Transl Res. 2007 Mar;149(3):107-13. doi: 10.1016/j.trsl.2006.11.010.
Understanding the pathogenesis and progression of autoimmune hepatitis (AIH) at the molecular level could prove essential in developing new preventive and therapeutic strategies. Recently developed murine models have enabled the identification of various mechanisms involved in the development and perpetuation of this autoimmune disorder. Studies on these models have shown that a peripheral break of tolerance against liver-expressed antigens is sufficient to induce an autoimmune liver disease, which can occur without prior liver damage. Recent data have also shown that the liver selectively recruits and induces the apoptosis of activated CD8+ T cells after an immune response. This process of T-cell trapping involves the expression of specific chemokines and adhesion molecules, and these molecules are believed to play an important role in the initiation and perpetuation of autoimmune hepatitis. Hepatocyte apoptosis, induced by autoreactive T cells, follows specific pathways that could be targeted by new therapeutic agents. Basic research on the break of immune tolerance against liver antigens would be beneficial for patients with autoimmune hepatitis, as well as those suffering from other chronic inflammatory liver diseases, such as primary biliary cirrhosis and graft-versus-host diseases.
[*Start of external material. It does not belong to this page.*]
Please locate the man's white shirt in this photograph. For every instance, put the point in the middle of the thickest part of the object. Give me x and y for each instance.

在分子水平上理解自身免疫性肝炎(AIH)的发病机制和进展对于开发新的预防和治疗策略可能至关重要。最近开发的小鼠模型已能够识别参与这种自身免疫性疾病发生和持续存在的各种机制。对这些模型的研究表明,针对肝脏表达抗原的外周耐受性破坏足以诱发自身免疫性肝病,且这种情况可在无先前肝脏损伤的情况下发生。最近的数据还表明,肝脏在免疫反应后选择性募集并诱导活化的CD8 + T细胞凋亡。这种T细胞捕获过程涉及特定趋化因子和黏附分子的表达,并且这些分子被认为在自身免疫性肝炎的起始和持续存在中起重要作用。由自身反应性T细胞诱导的肝细胞凋亡遵循特定途径,这些途径可能成为新治疗药物的靶点。针对肝脏抗原免疫耐受性破坏的基础研究将有利于自身免疫性肝炎患者以及患有其他慢性炎症性肝病(如原发性胆汁性肝硬化和移植物抗宿主病)的患者。